Part of the reason for that is electoral politics.
Bennett’s Yamina Party is a bastion for the Modern Orthodox with little love for the rabbinate now dominated by the ultras in black hats rather than the knitted kipahs worn by the prime minister and those who agree with him. But it’s unrealistic to expect Bennett to join with both left-wingers and secular Jews—like those in Avigdor Lieberman’s Israel Beiteinu Party, which champions the cause of Russians like Dolgopyat’s. Lapid and others in the government say they wanted to push civil marriage as a result of the Olympic controversy. But Bennett was conspicuously silent. The same was true of his chief antagonist, former Prime Minister Benjamin Netanyahu, who is himself secular and gets the votes of many non-religious Israelis, but who knows his only path to power will come via his alliance with the ultra-Orthodox.
The religious parties and their supporters claim that junking Israel’s existing system that subsidizes and empowers recognized religious faiths, and especially Orthodox Judaism, would undermine the Jewish state’s identity. They also believe that creating a quick and easy method for converting Russians and others who live according to the Jewish calendar and are willing to lay down their lives for Israel would undermine both faith and Jewish peoplehood.
That’s a weak argument. The rabbinate’s stranglehold on religious identity has brought nothing but discredit to Judaism in the eyes of most Israelis, no matter how observant they might be. Indeed, one need only look to the United States, where there has never been a state religion, to see how removing government from faith has created a population that is far more religious than in those countries where there has been one, including some in Europe, where state religions either once predominated or, as in Great Britain, still exist.
Giving Israelis an option for civil marriage would actually eliminate or at least diminish the power of the institution that brings the most disrepute to Jewish faith, as well as annoyance with its official standard-bearers.
But like a lot of elements that are essentially grandfathered into the system that empowers the Orthodox (like the composition of the Knesset being decided by proportional representation), ditching this unhealthy intermingling of state and religion is simply too heavy a lift for political parties that have other priorities. And chipping away at it via an activist Israeli Supreme Court that thinks it ought to have the power to legislate as well as to enforce existing laws isn’t likely to create a result that will be accepted.
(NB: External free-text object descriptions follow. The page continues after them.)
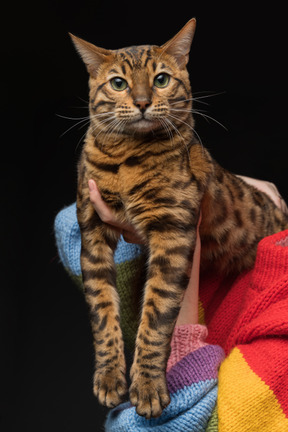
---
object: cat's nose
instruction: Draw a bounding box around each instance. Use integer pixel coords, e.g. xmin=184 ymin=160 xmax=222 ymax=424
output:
xmin=134 ymin=98 xmax=152 ymax=113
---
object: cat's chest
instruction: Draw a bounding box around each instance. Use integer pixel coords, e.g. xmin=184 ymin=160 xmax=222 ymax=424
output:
xmin=87 ymin=148 xmax=192 ymax=207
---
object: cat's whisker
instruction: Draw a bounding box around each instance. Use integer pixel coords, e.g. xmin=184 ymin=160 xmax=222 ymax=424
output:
xmin=56 ymin=113 xmax=91 ymax=121
xmin=158 ymin=118 xmax=175 ymax=146
xmin=58 ymin=117 xmax=91 ymax=138
xmin=57 ymin=111 xmax=115 ymax=122
xmin=90 ymin=111 xmax=116 ymax=120
xmin=110 ymin=119 xmax=127 ymax=142
xmin=69 ymin=106 xmax=90 ymax=110
xmin=169 ymin=97 xmax=194 ymax=107
xmin=74 ymin=118 xmax=110 ymax=153
xmin=93 ymin=124 xmax=115 ymax=143
xmin=169 ymin=96 xmax=209 ymax=107
xmin=170 ymin=107 xmax=207 ymax=115
xmin=191 ymin=98 xmax=210 ymax=106
xmin=164 ymin=117 xmax=184 ymax=144
xmin=170 ymin=107 xmax=228 ymax=131
xmin=170 ymin=91 xmax=226 ymax=108
xmin=165 ymin=116 xmax=191 ymax=161
xmin=92 ymin=113 xmax=117 ymax=127
xmin=102 ymin=118 xmax=125 ymax=143
xmin=93 ymin=115 xmax=115 ymax=130
xmin=167 ymin=113 xmax=194 ymax=132
xmin=75 ymin=118 xmax=114 ymax=152
xmin=170 ymin=108 xmax=192 ymax=113
xmin=75 ymin=129 xmax=90 ymax=153
xmin=193 ymin=90 xmax=226 ymax=99
xmin=57 ymin=111 xmax=116 ymax=139
xmin=77 ymin=96 xmax=89 ymax=104
xmin=168 ymin=113 xmax=204 ymax=154
xmin=90 ymin=116 xmax=117 ymax=142
xmin=192 ymin=110 xmax=228 ymax=131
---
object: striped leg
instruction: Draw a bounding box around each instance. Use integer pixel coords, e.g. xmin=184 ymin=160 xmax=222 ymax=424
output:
xmin=129 ymin=226 xmax=197 ymax=418
xmin=80 ymin=216 xmax=127 ymax=408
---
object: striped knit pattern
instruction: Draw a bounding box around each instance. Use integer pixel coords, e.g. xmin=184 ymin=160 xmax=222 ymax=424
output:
xmin=54 ymin=204 xmax=288 ymax=431
xmin=199 ymin=229 xmax=288 ymax=431
xmin=105 ymin=337 xmax=224 ymax=431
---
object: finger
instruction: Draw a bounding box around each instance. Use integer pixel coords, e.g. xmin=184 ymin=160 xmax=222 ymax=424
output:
xmin=88 ymin=179 xmax=105 ymax=214
xmin=266 ymin=182 xmax=288 ymax=214
xmin=176 ymin=216 xmax=202 ymax=326
xmin=88 ymin=179 xmax=120 ymax=226
xmin=176 ymin=231 xmax=201 ymax=326
xmin=237 ymin=175 xmax=288 ymax=212
xmin=280 ymin=197 xmax=288 ymax=215
xmin=88 ymin=179 xmax=144 ymax=243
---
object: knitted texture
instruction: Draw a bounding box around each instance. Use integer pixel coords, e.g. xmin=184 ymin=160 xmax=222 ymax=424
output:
xmin=167 ymin=324 xmax=208 ymax=372
xmin=54 ymin=205 xmax=288 ymax=430
xmin=105 ymin=342 xmax=224 ymax=431
xmin=200 ymin=229 xmax=288 ymax=431
xmin=54 ymin=203 xmax=82 ymax=275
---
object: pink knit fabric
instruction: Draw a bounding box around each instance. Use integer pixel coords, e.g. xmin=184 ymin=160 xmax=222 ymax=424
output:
xmin=167 ymin=324 xmax=208 ymax=372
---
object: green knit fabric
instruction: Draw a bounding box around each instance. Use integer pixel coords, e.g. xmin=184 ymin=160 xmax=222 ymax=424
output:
xmin=206 ymin=404 xmax=218 ymax=431
xmin=115 ymin=256 xmax=144 ymax=350
xmin=66 ymin=255 xmax=145 ymax=351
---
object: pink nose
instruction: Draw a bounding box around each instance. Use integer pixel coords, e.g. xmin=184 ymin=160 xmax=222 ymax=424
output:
xmin=134 ymin=98 xmax=152 ymax=113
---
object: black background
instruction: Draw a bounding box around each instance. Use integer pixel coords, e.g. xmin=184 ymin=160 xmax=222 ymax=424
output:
xmin=2 ymin=1 xmax=287 ymax=431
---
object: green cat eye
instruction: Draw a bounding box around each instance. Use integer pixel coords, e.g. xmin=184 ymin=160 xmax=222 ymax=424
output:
xmin=110 ymin=77 xmax=128 ymax=91
xmin=154 ymin=73 xmax=170 ymax=88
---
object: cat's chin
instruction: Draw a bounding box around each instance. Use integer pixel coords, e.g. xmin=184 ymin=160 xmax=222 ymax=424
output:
xmin=127 ymin=119 xmax=162 ymax=135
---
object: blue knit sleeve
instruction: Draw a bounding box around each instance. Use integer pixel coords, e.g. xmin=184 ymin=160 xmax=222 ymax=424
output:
xmin=54 ymin=203 xmax=143 ymax=276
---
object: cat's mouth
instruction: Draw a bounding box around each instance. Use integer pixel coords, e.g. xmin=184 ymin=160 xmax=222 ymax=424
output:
xmin=128 ymin=115 xmax=163 ymax=134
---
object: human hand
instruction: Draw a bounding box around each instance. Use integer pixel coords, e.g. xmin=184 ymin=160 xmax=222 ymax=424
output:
xmin=88 ymin=179 xmax=143 ymax=244
xmin=237 ymin=175 xmax=288 ymax=214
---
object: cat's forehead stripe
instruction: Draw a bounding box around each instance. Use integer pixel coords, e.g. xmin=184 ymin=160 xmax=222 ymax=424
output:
xmin=109 ymin=68 xmax=119 ymax=75
xmin=116 ymin=45 xmax=158 ymax=70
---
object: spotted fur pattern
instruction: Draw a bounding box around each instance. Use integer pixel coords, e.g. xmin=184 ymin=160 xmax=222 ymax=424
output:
xmin=70 ymin=19 xmax=288 ymax=418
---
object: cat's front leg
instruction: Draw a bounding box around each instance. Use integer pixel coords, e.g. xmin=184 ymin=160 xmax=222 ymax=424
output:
xmin=129 ymin=225 xmax=197 ymax=418
xmin=79 ymin=208 xmax=127 ymax=408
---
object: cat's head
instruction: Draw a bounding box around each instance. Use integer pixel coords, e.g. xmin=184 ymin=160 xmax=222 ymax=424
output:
xmin=70 ymin=19 xmax=196 ymax=138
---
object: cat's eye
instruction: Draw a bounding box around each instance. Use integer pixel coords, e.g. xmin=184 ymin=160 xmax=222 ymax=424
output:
xmin=110 ymin=77 xmax=128 ymax=91
xmin=154 ymin=73 xmax=170 ymax=88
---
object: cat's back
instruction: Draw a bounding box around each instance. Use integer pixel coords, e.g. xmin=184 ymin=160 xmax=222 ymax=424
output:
xmin=200 ymin=162 xmax=288 ymax=273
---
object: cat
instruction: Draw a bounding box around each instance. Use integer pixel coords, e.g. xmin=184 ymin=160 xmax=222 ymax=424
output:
xmin=69 ymin=18 xmax=288 ymax=419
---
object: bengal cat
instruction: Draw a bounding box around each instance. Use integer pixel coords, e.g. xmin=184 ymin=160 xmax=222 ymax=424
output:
xmin=70 ymin=19 xmax=288 ymax=418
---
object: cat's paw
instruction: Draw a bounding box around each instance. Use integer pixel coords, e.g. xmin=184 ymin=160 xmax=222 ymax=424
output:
xmin=93 ymin=369 xmax=127 ymax=408
xmin=129 ymin=374 xmax=170 ymax=419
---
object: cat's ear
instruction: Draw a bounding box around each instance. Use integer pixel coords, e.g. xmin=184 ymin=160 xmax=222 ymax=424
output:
xmin=69 ymin=33 xmax=112 ymax=78
xmin=161 ymin=18 xmax=196 ymax=69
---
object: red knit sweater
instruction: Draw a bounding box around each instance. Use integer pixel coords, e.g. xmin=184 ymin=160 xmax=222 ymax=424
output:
xmin=199 ymin=229 xmax=288 ymax=430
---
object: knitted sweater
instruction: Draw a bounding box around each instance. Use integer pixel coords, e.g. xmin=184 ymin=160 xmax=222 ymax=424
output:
xmin=54 ymin=204 xmax=288 ymax=431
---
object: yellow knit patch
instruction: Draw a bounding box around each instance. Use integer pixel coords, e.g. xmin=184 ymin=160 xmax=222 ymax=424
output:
xmin=218 ymin=347 xmax=288 ymax=431
xmin=198 ymin=299 xmax=205 ymax=324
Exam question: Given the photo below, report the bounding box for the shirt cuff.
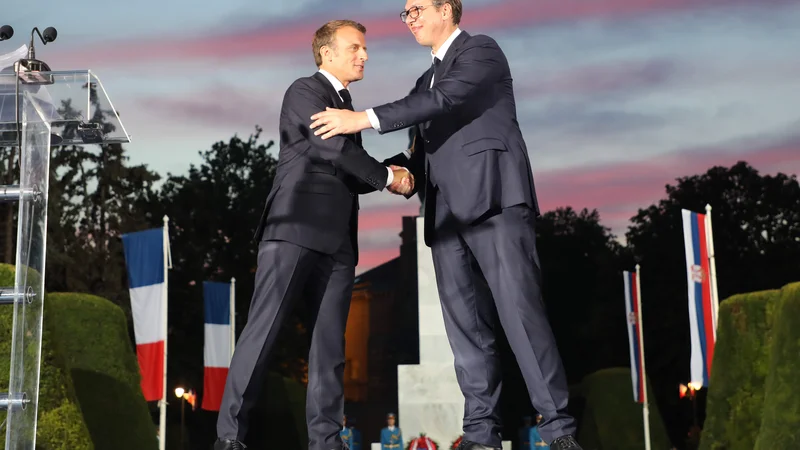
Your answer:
[366,108,381,132]
[386,166,394,187]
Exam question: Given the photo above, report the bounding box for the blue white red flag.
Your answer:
[202,281,233,411]
[681,209,717,387]
[121,227,167,402]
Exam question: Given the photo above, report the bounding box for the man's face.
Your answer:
[323,26,367,85]
[388,416,396,427]
[403,1,448,47]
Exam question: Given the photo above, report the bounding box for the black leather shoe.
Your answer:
[457,440,501,450]
[550,435,582,450]
[214,438,247,450]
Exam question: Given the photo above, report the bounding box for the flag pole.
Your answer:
[635,264,652,450]
[704,204,720,340]
[160,215,170,450]
[230,277,236,358]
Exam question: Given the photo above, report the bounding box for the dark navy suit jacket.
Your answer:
[255,72,389,264]
[379,31,539,245]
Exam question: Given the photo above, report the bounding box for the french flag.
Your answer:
[623,269,645,403]
[202,281,234,411]
[122,227,168,402]
[681,208,719,387]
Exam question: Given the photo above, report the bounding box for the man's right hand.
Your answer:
[388,165,414,195]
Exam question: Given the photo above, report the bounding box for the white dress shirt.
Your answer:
[317,69,395,186]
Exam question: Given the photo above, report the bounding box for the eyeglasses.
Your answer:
[400,4,431,23]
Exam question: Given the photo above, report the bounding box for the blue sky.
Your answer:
[4,0,800,272]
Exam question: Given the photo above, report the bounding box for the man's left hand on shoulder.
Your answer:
[310,107,371,139]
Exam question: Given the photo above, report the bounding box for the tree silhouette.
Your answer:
[45,86,160,312]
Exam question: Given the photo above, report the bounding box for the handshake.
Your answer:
[388,165,414,196]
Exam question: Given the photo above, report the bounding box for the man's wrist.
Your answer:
[386,166,394,187]
[365,109,381,131]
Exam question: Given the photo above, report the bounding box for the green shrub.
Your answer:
[0,263,93,449]
[578,368,670,450]
[0,264,154,449]
[699,289,779,450]
[46,293,155,450]
[754,282,800,449]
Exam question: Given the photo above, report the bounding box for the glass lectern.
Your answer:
[0,68,130,448]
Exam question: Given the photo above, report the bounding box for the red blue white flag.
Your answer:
[623,270,645,403]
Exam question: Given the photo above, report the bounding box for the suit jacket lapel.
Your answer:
[433,31,470,87]
[312,72,345,109]
[311,72,362,146]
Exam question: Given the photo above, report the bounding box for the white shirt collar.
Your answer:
[432,28,462,62]
[318,68,347,100]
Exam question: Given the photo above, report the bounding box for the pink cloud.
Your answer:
[356,247,401,273]
[141,85,280,128]
[358,202,421,232]
[47,0,780,68]
[536,137,800,233]
[516,59,677,98]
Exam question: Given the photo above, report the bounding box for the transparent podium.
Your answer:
[0,68,129,448]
That leaves Israelis like Dolgopyat in an uncomfortable situation and gives the Jewish state’s detractors another issue with which to flay it. While advocacy for change is entirely justified, we ought never to lose sight of the fact that for all of its imperfections and problems, the purpose of a Jewish state was to provide a haven to people like the medalist and his family who needed to get out of countries where Jews either have no future or face various degrees of oppression. If, despite the opinion of the rabbinate about his Jewish identity, Artem Dolgopyat still considers himself a proud Israeli, that ought to signal to the rest of us not to take this admittedly difficult issue out of context and allow it to be used as one more pretext for anti-Semites who would gladly place both halachic Jews and those whose claims to Jewish identity are disputed in peril.